U.S. CMBS Delinquency Rate Continues to Drop, Trepp Data Shows

by Jeff Shaw

For the 18th time in 20 months, the delinquency rate for U.S. CMBS loans 30 days or more past due has decreased. The Trepp CMBS Delinquency Rate fell nine basis points from December to January to 5.66 percent. What’s more, the delinquency rate is now 159 basis points lower than it was in January 2014 when it stood at 7.25 percent

Across property types, lodging continues to be the best performing asset class, with a delinquency rate of 4.40 percent, down 37 basis points in January, according to New York-based Trepp, which closely tracks the CMBS industry.

The industrial delinquency rate saw the second-largest decrease last month, with a 35-basis-point drop to 7.2 percent. The office delinquency rate was the only major property type to increase in January, with a 10-basis-point increase to 6.18 percent.

Rate-By-Property-Type

CMBS loans that were previously delinquent but paid off either at par or with a loss totaled almost $1.2 billion in January, according to Trepp. Removing these previously distressed assets from the equation helped lower the rate down by 22 basis points. More than $500 million in loans were cured in January, which helped push delinquencies lower by 10 basis points.

At the same time, $1.5 billion in loans became newly delinquent in January, which put 27 basis points of upward pressure on the rate. In addition, the Trepp CMBS universe grew by about $4 billion as a result of adding so-called new CMBS 3.0 deals. (Deals are added after they’ve been seasoned six months.

There are currently $29.9 billion in delinquent CMBS loans, about $300 million lower than in December. This number excludes loans that are past their balloon date but are current on their interest payments.

The percentage of loans seriously delinquent (60+ days delinquent, in foreclosure, REO, or non-performing balloons) is now 5.47 percent, 16 basis points lower for the month.

If defeased loans were taken out of the equation, the overall 30-day delinquency rate in January would be 5.96 percent — down nine basis points from December.

Seizing the Momentum

Meanwhile, CMBS lenders are brimming with confidence these days— and for good reason. There is a plethora of loans due to mature this year that will need refinancing, the 10-year Treasury yield continues to hover at or slightly below 2 percent, and spread volatility has been modest, according to Trepp.

These factors mean investors and issuers should remain busy for the foreseeable future. (CMBS industry experts emphasize that more than $300 billion in CMBS loans are due to mature from 2015-2017.)

“The issuance engine is kicking into gear after a few weeks interrupted by the CREFC (CRE Finance Council) conference in Miami and snowstorms in the Northeast,” says Trepp Senior Managing Director Manus Clancy.
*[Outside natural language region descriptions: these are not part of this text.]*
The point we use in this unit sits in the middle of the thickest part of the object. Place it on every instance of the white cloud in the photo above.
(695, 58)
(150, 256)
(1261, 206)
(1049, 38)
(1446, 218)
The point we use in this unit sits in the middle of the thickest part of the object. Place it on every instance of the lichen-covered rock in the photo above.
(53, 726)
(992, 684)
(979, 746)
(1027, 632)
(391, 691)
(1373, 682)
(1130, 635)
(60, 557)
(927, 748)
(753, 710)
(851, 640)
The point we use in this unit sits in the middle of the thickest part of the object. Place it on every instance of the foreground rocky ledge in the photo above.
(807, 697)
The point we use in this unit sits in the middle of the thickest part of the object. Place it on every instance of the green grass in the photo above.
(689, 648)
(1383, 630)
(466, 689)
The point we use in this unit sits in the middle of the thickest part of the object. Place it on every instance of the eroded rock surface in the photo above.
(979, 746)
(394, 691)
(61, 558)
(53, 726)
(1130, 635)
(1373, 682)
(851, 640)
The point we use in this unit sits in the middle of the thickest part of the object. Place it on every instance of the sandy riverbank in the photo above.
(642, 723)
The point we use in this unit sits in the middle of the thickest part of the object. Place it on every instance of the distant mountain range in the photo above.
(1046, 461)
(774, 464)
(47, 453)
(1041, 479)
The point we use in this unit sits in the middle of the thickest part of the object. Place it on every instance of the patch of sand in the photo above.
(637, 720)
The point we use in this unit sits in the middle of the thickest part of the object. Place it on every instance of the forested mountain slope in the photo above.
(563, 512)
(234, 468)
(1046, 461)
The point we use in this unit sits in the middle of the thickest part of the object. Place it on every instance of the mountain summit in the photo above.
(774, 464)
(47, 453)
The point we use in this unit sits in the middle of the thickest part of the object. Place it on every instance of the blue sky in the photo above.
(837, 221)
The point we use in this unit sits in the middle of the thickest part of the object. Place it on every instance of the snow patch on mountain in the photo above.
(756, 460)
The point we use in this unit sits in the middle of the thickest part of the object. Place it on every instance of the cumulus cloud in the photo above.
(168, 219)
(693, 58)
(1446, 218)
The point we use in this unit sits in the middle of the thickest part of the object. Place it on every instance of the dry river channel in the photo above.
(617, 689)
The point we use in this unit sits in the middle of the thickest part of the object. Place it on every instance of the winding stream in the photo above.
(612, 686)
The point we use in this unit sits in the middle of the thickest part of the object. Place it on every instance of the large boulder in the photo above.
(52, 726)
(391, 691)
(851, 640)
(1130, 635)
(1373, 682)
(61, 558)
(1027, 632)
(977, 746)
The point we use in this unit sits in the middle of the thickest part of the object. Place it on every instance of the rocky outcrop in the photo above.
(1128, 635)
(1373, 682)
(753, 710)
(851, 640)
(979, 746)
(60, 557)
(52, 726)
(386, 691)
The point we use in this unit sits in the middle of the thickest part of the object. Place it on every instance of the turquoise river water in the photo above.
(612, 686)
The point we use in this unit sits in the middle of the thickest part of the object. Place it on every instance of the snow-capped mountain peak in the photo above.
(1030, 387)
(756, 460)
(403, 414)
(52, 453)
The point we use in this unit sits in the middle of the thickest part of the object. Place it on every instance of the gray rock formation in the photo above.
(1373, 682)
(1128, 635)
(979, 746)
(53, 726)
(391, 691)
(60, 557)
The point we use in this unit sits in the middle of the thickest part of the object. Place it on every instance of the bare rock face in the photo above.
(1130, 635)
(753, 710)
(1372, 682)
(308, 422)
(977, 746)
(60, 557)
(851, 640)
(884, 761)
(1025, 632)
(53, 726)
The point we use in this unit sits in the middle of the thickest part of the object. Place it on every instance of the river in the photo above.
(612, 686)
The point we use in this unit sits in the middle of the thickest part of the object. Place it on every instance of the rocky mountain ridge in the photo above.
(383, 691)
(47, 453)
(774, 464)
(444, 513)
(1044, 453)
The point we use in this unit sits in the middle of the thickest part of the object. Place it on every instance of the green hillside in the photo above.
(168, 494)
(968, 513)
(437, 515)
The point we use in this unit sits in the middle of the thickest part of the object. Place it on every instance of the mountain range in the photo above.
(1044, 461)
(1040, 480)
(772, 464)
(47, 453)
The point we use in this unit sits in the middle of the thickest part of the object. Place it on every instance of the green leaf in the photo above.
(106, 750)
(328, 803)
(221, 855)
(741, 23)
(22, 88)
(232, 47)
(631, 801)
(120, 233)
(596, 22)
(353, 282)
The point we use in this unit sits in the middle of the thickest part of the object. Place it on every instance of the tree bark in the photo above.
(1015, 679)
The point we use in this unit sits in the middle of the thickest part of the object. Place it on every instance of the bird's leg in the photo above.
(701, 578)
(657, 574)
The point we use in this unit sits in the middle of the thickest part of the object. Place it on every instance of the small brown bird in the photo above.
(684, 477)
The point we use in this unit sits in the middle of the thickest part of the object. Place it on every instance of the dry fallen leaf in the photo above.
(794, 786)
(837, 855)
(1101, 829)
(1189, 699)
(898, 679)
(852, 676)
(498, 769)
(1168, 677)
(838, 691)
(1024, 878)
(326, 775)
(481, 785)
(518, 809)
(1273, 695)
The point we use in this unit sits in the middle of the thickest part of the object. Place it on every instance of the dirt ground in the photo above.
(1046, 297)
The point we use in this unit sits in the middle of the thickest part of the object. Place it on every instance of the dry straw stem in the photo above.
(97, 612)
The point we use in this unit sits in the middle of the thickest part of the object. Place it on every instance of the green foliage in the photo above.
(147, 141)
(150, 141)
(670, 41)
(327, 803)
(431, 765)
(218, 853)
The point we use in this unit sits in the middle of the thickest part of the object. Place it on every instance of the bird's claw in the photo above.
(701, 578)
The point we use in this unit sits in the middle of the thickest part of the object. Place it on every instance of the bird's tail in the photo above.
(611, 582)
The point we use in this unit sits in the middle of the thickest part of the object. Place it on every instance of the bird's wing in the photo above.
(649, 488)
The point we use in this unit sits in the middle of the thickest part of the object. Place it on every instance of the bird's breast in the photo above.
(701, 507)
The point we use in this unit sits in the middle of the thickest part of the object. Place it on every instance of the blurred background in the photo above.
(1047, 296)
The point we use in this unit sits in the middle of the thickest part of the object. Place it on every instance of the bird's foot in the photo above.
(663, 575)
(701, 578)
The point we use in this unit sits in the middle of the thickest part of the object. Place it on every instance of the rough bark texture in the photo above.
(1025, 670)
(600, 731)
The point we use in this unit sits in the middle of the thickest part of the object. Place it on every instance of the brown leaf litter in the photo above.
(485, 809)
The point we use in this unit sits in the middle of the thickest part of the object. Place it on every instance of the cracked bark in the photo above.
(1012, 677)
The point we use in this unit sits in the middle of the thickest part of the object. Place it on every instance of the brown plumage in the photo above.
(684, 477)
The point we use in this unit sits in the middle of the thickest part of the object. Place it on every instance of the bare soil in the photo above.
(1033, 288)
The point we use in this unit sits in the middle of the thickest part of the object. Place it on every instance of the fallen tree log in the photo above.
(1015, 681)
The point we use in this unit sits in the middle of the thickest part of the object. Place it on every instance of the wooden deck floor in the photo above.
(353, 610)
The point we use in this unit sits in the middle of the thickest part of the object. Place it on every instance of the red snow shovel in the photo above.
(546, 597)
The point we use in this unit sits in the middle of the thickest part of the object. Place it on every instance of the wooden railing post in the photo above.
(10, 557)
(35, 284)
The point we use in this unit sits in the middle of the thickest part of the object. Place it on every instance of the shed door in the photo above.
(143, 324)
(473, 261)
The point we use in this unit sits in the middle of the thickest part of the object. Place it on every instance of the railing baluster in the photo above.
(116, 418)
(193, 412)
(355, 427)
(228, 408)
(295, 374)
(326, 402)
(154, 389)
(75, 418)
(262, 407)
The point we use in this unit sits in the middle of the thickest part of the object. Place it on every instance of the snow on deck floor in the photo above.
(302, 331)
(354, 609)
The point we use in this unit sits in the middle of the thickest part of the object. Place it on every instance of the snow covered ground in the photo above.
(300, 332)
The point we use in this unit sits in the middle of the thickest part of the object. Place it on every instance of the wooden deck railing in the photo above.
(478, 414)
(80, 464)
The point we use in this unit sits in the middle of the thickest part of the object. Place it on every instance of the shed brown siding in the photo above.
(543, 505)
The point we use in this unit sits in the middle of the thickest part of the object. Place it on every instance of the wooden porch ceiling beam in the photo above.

Total U.S. CMBS issuance year-to-date as of early February 2015 was $7 billion, according to CREFC. For all of 2014, domestic CMBS issuance totaled $90 billion, up from $80 billion in 2013, a 12.5 percent annual increase. That upward trend is expected to continue this year.

“Trading volume is up while delinquencies and rates are down,” says Trepp Research Associate Joe McBride. “These are all good signs for continued strength in 2015.”